Learning signalling pathways from single-cell RNA profiles of CRISPR perturbations

Lead Research Organisation: University of Cambridge
Department Name: Cancer Research UK Cambridge Institute

Abstract

How is information flow in the cell organised? How are outside signals transferred to the cell nucleus to turn transcriptional programs on or off? The proposed research addresses these questions by combining data from novel experimental techniques, which have only been published in the last few months, with an established computational approach pioneered by the applicant.

The novel experimental techniques use a gene editing method called CRISPR to perturb genes in a cell and then measure the gene expression response in it using single cell RNA sequencing. By using many perturbations in many cells the data give a comprehensive picture of the effects of gene perturbations and thus of what function the genes have in the cell. The data fit perfectly to a computational method the applicant has developed to infer gene interactions and pathways from the expression effects of gene perturbations. The method is called Nested Effects Models. Over the last 12 years the method has been very well developed and many key ideas have been introduced in different applications (where genes were perturbed differently or effects were measured differently). But the key ideas are there and can now be translated to the new data from single cell RNA seq CRISPR screens.

The goals of the project are, first, to understand the features of the new type of data better and make sure that perturbation effects can be estimated robustly. Second, to tailor NEMs to the specifics of these new data. Third, to understand which effect different experimental parameters have and thus be able to design better experiments in the future. And finally, in collaboration with leading experimental scientists, to use the methodological advances to gain new insights into biology. Two case studies will be on regulatory networks in T helper cells and on how the JAK-STAT pathway shapes epigenetic landscapes.

Technical Summary

Several recent high-impact papers introduced experimental techniques for single-cell based genetic screens to understand gene function and cellular signalling pathways. These techniques combine single-cell RNA sequencing (scRNA-seq) and clustered regularly interspaced short palindromic repeats (CRISPR)-based perturbations to massively scale up the resolution and scope of previous genetic screening technologies. In a first step, CRISPR vectors deliver guide RNAs (gRNAs) targeted at particular genes to a pool of cells or to one well of an array. In a second step, the cells carrying the different perturbations are then RNA sequenced to measure transcriptional effects of the perturbations, which provides information on gene function and pathway activity. The technology is flexible and will most likely soon be used very widely across molecular biology. As these technologies are brand-new, tailored computational analysis of these data is lagging behind experimental advances.

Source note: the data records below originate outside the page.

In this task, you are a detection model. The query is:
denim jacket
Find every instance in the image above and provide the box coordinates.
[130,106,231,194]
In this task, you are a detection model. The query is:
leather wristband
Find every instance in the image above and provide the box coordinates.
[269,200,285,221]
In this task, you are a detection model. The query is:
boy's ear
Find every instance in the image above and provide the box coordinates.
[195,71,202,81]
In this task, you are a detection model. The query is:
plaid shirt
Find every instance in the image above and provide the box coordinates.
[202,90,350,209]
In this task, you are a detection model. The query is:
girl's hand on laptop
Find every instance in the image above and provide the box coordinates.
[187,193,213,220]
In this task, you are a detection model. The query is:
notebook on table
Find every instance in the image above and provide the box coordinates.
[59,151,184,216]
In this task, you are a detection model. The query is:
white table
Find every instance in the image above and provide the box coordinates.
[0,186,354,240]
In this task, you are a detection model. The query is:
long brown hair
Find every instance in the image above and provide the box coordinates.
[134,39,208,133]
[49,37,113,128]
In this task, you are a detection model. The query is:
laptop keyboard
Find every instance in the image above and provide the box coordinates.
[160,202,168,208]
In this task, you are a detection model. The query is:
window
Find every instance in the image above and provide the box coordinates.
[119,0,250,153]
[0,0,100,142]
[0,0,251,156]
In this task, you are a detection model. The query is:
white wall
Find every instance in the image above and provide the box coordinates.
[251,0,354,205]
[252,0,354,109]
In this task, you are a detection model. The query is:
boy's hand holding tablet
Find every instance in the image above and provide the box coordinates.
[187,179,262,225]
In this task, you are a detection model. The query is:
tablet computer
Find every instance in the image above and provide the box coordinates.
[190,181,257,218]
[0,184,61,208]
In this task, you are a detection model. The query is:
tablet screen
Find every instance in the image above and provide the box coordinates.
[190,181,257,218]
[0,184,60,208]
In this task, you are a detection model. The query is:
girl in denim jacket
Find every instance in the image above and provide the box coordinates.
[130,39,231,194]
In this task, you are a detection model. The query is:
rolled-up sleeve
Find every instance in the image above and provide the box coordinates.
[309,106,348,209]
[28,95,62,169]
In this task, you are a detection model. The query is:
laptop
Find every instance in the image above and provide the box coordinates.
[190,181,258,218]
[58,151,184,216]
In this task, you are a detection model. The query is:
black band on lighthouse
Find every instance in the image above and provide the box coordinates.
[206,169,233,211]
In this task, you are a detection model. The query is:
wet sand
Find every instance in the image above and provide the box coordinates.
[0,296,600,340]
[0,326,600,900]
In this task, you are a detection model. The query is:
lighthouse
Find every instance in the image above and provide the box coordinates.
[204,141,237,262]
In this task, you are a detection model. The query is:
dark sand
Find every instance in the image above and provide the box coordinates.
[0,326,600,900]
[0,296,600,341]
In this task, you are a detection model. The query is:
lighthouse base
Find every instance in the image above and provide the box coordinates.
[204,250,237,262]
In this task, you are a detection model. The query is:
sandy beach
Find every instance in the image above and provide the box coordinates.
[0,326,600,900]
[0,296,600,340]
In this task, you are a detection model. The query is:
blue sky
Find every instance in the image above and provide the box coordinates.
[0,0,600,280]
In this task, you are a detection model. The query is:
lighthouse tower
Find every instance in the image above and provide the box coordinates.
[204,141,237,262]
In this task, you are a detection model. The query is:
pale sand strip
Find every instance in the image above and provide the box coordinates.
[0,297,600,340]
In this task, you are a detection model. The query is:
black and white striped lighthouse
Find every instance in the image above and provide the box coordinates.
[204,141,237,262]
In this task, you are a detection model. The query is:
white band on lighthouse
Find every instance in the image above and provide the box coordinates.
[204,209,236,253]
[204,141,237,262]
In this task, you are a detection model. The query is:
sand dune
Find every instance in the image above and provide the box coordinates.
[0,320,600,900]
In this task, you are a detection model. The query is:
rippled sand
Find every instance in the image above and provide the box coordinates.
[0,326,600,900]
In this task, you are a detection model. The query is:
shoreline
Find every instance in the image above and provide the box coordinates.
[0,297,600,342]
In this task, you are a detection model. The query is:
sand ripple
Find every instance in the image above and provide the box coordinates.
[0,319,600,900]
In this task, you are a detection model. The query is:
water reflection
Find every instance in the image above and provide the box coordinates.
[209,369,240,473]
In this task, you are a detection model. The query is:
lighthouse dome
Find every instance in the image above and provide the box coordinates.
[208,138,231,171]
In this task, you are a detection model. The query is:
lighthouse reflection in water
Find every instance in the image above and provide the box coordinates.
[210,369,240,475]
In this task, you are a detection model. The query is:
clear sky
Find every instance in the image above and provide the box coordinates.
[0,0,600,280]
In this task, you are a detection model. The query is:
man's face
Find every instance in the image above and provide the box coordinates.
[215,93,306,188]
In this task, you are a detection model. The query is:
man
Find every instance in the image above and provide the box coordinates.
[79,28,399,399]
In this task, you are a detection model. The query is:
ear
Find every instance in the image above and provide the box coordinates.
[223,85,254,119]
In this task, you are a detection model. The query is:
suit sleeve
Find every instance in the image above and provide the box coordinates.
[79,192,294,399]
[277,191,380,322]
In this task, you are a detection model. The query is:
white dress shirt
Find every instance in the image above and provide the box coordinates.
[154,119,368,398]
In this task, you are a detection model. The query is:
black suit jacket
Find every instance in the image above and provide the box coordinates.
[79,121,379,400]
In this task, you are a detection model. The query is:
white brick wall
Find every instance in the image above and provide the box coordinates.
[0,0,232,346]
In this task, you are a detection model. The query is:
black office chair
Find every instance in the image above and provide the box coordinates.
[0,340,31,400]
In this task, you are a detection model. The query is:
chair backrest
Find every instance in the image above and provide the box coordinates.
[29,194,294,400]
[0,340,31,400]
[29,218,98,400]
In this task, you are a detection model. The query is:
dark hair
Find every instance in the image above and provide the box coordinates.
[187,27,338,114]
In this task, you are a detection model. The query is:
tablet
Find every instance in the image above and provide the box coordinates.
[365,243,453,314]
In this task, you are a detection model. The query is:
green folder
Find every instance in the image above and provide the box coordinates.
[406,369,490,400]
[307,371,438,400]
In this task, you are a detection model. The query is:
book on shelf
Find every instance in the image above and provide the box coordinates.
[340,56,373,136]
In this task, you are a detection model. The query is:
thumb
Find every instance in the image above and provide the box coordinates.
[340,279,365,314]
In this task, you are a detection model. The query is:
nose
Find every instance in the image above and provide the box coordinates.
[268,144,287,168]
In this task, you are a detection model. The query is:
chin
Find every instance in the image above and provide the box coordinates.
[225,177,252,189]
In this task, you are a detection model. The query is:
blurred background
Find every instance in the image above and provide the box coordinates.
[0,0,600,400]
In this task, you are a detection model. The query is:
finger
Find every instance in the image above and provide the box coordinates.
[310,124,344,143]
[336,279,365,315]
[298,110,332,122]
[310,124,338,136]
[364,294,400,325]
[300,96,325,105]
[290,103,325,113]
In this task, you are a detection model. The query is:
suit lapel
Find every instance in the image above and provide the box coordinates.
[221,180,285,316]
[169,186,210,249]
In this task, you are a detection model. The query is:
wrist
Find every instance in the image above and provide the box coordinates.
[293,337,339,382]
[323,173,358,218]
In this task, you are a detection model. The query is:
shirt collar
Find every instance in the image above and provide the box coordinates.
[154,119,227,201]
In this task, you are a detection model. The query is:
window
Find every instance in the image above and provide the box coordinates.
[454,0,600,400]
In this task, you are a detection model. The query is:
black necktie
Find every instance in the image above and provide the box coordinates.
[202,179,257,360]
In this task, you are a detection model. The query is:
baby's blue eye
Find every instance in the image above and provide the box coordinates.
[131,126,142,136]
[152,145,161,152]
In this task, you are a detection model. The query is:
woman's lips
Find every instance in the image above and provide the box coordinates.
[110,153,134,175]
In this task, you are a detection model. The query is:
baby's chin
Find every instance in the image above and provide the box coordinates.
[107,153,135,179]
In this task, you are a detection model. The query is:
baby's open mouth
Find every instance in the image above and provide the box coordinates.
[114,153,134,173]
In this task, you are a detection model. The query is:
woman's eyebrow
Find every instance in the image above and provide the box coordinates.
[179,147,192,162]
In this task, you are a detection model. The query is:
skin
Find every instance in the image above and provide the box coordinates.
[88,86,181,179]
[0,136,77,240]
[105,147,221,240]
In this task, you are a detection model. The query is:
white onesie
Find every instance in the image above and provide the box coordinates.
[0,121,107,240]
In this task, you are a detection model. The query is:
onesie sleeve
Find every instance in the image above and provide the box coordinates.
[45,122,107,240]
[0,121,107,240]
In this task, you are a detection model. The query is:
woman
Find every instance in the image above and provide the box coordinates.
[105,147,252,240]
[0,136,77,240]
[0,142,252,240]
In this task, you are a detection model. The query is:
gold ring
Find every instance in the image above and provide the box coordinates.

Here I propose a machine learning approach to efficiently analyse scRNA-seq CRISPR screens and infer gene interaction networks and pathways of information flow in the cell. Our approach is based on an established machine learning method called Nested Effect Models (NEMs), which has been pioneered by the applicant. NEMs are built on inferring subset relations and thus are complementary to other graphical models like Bayesian networks and Gaussian graphical models. Over the last twelve years NEMs have been refined, extended, and applied by a world-wide community of independent groups, and now there exists a substantial body of methodological developments and experience in applications, which we propose to leverage for the analysis of scRNA-seq CRISPR screens. Working with leading developers of scRNA-seq CRISPR screens, we will use our methodological advances to optimise the study design of future screens and showcase the power of our approach in collaborative case studies.

Planned Impact

This proposal integrates cutting-edge experimental techniques (single cell genomics, CRISPR) with a powerful machine learning approach (Nested Effects Models). It uses novel experimental techniques and innovative computational analyses in an inter-disciplinary approach. Thus, a key group of beneficiaries are academic researchers and this proposal contributes to worldwide academic enhancement.

The proposed research combines machine learning and computational biology with applications in immunology and epigenomics. Another group of beneficiaries are early career researchers just after their PhD, because this proposed project helps to train them to become highly skilled researchers. The proposed project thus enhances the knowledge economy of the UK. The skills they will learn are highly sought after both in academia and in industry.

The research outcomes of the project are a better understanding or regulatory networks and signaling pathways on a single cell level which can translate into improving health and well-being. Other potential beneficiaries are thus the biomedical community and patients, because the improved understanding of basic biological mechanisms provided by the research proposed here might translate into new drugs against these mechanisms in disease.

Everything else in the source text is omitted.